Fiona Godlee told the second hearing of the Commons Science and Technology Committee's peer-review inquiry that journals were "largely naive" about the "extremely dubious" practices of the pharmaceutical industry.
"For every good reason, and lots of bad reasons, (companies) want to get their results out into the public domain, and journals provide them with a very effective way of doing that," she said. "It has been said that journals are the marketing arm of the pharmaceutical industry, and that is to a large extent true."
Dr Godlee said publishers also needed to do more to acknowledge that the pharmaceutical industry was a major source of their income.
Claiming that editorial decisions in medical journals were often "directly influenced" by the revenue generated from sales of reprints of articles to pharmaceutical companies, she called on the committee to investigate the issue.
"I defy any editor presented with a very large drug trial not to know when they are accepting it that it will generate revenue for their journal," she said. "Publishers benefit, but I don't think science benefits."
She called for the establishment of a central system for declaring conflicts of interest, and said publishers also needed to do more to make it clear when journals they published were sponsored by pharmaceutical companies and did not carry out traditional peer review.
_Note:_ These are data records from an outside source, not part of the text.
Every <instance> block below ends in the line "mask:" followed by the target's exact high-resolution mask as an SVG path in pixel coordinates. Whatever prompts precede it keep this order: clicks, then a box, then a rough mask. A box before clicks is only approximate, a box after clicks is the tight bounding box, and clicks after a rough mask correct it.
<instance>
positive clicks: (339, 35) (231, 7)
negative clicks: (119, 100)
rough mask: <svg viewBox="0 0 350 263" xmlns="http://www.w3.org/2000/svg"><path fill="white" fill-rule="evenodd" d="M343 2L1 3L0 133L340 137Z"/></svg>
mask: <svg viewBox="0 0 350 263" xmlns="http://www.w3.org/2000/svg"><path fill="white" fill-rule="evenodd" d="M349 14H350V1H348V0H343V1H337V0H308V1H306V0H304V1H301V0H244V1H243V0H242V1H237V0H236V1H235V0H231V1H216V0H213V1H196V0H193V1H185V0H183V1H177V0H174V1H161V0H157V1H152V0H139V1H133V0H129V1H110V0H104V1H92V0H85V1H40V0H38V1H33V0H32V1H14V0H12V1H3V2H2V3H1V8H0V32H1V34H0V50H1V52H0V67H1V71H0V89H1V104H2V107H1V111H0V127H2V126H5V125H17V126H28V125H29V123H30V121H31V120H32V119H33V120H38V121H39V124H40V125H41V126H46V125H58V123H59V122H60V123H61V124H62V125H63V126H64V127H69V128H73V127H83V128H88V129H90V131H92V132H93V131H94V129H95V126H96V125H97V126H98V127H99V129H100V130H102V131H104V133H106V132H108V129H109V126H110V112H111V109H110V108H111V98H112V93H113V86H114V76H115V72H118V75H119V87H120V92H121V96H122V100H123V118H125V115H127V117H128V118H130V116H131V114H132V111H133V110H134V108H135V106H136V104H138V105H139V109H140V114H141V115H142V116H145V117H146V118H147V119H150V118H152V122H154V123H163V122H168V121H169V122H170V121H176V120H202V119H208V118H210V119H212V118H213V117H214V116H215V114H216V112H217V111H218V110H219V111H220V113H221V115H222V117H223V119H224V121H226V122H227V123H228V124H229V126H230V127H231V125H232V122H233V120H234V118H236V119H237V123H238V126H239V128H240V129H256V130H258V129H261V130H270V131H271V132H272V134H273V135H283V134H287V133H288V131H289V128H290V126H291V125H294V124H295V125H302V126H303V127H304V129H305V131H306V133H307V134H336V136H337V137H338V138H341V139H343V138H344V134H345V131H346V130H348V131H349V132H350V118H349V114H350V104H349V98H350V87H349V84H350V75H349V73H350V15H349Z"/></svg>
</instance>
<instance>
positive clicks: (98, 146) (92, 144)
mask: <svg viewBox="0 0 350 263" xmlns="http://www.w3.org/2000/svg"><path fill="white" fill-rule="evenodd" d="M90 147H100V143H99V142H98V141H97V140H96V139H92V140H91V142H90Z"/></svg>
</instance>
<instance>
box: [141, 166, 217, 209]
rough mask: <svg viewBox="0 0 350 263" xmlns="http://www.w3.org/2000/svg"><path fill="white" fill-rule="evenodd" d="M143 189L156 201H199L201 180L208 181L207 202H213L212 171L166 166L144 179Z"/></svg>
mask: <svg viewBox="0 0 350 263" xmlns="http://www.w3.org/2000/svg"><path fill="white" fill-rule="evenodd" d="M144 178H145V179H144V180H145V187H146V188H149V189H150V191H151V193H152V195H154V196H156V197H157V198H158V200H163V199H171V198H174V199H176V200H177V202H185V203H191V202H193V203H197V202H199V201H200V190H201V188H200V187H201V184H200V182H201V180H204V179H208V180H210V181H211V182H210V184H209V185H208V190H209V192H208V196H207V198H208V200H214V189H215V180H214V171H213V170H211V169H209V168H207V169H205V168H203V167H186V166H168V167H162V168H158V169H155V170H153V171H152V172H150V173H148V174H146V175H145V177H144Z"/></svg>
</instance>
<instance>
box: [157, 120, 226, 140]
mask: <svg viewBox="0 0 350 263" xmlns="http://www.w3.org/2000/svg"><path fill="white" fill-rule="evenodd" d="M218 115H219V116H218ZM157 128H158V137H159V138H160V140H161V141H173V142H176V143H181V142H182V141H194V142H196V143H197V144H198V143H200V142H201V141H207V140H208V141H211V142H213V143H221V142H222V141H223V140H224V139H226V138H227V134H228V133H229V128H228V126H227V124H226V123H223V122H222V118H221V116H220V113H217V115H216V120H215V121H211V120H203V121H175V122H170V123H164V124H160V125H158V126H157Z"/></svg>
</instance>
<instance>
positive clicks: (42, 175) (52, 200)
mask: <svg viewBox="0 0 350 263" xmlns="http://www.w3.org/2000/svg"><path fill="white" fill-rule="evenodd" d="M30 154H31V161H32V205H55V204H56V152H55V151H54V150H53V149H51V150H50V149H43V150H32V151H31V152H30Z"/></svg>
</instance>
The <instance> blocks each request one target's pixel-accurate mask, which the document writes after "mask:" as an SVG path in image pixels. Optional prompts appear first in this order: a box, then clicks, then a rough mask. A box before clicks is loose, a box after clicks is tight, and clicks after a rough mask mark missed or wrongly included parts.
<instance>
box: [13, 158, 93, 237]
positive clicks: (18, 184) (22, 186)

In 2009, Elsevier admitted that it had published several journals that it had not acknowledged were sponsored. Dr Godlee also described peer review as "extremely limited" because journals were "reliant on what authors send us", and she called for the full submission of data by authors to be made mandatory.
She added that, given its importance to science, peer review was "remarkably undervalued" and under-researched, and she called on journals, funders, industry and the government to fund more research.